OnePlus and its parent company, Oppo, are reportedly preparing to announce a full withdrawal from two of their most important global markets: Europe and the United States. The news comes from German outlet WinFuture, which cites internal sources describing “fundamental strategy changes” set to be communicated as soon as this week. Neither company has confirmed anything publicly, but after months of accumulating evidence, the pieces are finally lining up.

What’s Reportedly Happening
According to WinFuture, closed-door briefings have already taken place with specialized media outlets, though neither OnePlus nor Oppo would explain the reasoning behind the closure during those sessions. Based on the reporting so far, here’s what the withdrawal would mean in practice:
- No new phone, tablet, or wearable launches in Europe or the United States going forward
- Remaining stock would be liquidated over the coming weeks
- Devices already sold would continue receiving software support through the end of their existing life cycles
- India and China are excluded from the announcement — though even there, OnePlus would reportedly lose its independence and become a budget-tier label under Oppo rather than a standalone brand
Months of Warning Signs
This isn’t a sudden development. A trail of smaller signals has been building since the start of the year, and taken together, they paint a fairly clear picture:
- January: An unsourced report first raised the possibility of OnePlus winding down operations. The company denied it.
- March: A separate report suggested a global withdrawal could arrive as early as April.
- April: OnePlus itself acknowledged it was “reevaluating its roadmap” in Europe, while simultaneously cutting staff in the region — with layoffs concentrated specifically in communications, marketing, and sales roles.
- Since then: Merger rumors with fellow Oppo-owned brand Realme surfaced, followed by reports that OnePlus’s OxygenOS software would be folded into Oppo’s ColorOS.
- Most recently: OnePlus’s own websites in Germany, Spain, and France began redirecting visitors toward Oppo’s online store.
As one report put it, companies don’t typically lay off the teams responsible for explaining, advertising, and selling a brand to the public unless that brand is no longer expected to need explaining, advertising, or selling.

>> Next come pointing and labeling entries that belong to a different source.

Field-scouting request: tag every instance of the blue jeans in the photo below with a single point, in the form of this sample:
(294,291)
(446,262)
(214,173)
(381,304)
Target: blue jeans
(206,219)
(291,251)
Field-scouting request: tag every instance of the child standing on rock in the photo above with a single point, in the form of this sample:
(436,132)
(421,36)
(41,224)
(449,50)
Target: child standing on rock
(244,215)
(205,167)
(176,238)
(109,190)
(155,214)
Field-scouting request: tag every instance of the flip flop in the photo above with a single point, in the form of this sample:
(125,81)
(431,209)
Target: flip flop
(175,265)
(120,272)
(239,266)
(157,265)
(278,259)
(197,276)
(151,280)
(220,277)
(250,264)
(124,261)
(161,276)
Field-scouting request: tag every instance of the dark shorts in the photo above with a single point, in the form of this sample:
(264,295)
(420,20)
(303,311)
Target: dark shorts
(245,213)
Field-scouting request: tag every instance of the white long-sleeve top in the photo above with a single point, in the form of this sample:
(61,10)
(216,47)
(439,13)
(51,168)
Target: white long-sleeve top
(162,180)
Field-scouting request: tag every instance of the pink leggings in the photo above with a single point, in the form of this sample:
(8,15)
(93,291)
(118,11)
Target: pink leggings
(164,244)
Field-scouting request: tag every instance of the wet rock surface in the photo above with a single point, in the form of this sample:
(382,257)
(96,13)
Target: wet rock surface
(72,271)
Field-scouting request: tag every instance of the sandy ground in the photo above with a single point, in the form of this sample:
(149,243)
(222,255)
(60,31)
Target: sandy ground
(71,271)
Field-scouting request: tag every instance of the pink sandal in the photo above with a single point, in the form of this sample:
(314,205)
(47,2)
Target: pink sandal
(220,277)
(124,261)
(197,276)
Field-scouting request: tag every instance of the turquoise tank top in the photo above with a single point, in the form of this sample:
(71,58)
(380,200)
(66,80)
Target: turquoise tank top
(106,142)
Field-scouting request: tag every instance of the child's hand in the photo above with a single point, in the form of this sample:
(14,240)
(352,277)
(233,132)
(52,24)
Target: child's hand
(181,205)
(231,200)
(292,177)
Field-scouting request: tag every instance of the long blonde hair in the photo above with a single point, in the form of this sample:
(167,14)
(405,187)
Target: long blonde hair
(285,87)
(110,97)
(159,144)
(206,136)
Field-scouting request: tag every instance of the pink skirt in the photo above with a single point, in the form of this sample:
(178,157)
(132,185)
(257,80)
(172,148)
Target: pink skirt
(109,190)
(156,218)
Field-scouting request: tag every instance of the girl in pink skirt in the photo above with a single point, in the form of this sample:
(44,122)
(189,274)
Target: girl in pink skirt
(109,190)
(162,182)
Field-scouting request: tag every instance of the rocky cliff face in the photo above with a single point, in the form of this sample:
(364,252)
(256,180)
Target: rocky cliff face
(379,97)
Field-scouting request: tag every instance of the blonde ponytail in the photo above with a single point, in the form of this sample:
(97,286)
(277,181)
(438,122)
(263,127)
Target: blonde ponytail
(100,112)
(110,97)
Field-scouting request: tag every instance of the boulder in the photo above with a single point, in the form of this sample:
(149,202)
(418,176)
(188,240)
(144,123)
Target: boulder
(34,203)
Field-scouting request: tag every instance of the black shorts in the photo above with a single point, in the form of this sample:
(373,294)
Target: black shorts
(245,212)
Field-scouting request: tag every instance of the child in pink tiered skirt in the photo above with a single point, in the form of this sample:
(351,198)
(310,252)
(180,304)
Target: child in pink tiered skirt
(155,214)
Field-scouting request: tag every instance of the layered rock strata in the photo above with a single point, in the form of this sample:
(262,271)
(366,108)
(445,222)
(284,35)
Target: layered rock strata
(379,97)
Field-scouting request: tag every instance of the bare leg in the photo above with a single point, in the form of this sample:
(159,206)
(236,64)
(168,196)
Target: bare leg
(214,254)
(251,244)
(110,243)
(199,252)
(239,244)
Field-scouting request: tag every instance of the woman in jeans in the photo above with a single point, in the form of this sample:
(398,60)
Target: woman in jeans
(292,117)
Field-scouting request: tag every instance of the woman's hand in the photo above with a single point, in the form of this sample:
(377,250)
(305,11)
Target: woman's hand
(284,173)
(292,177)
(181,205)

The Gap in Oppo’s Replacement Plan
If Oppo is meant to fill the space OnePlus leaves behind in these markets, there’s an obvious problem: the pricing doesn’t line up. OnePlus built its entire identity around delivering flagship-level specs at a mid-range price — the “flagship killer” label it launched with back in 2014. Replacing that pitch with Oppo’s generally pricier catalog isn’t a simple rebrand; it’s a shift in who the brand is even for.
There’s also a second crack showing up among OnePlus’s current customers. Complaints about unfulfilled warranties have reportedly multiplied across several EU countries, with users whose OnePlus earbuds broke down under warranty describing compensation offers of a €199 voucher for an online store that has almost no stock — and which reportedly can’t even be applied to the few discounted products still listed. Some affected customers have already filed complaints with the European Consumer Centre. When after-sales service starts failing systematically months before an unconfirmed shutdown, it stops looking like a customer service issue and starts looking like an exit signal.
OnePlus Has Denied This Before
It’s worth noting that OnePlus denied similar rumors back in 2023, and again as recently as January of this year. Neither denial has aged particularly well. As of this writing, neither OnePlus nor Oppo has issued an official confirmation. When approached for comment, Oppo reportedly said only that it was in conversations with regional teams and awaiting more information to share — neither confirming nor denying the reports, which itself is a notable shift after years of flat denials whenever this rumor resurfaced.
Why This Matters
OnePlus launched in 2014 on the promise that consumers shouldn’t have to overpay for top-tier specs — a pitch that, ultimately, cost the brand its own independent identity. OnePlus was absorbed into Oppo in 2021, a move that pushed co-founder Carl Pei to leave and found Nothing. Since then, OnePlus has reportedly had less and less autonomy within the broader group, to the point where it now functions more like a label than a company with its own direction.
Its potential disappearance from Western markets would effectively close the loop on an idea — the premium phone without the premium markup — that the market itself has been eroding for years, as the gap between flagship and mid-range devices has narrowed and Chinese phone makers have increasingly prioritized volume over differentiation.
What Happens Next
The OnePlus 15 is now positioned as the brand’s likely final major launch in Western markets. Similar rumors are circulating about other second-tier Chinese phone brands, and an official announcement regarding OnePlus’s fate could arrive as soon as this week.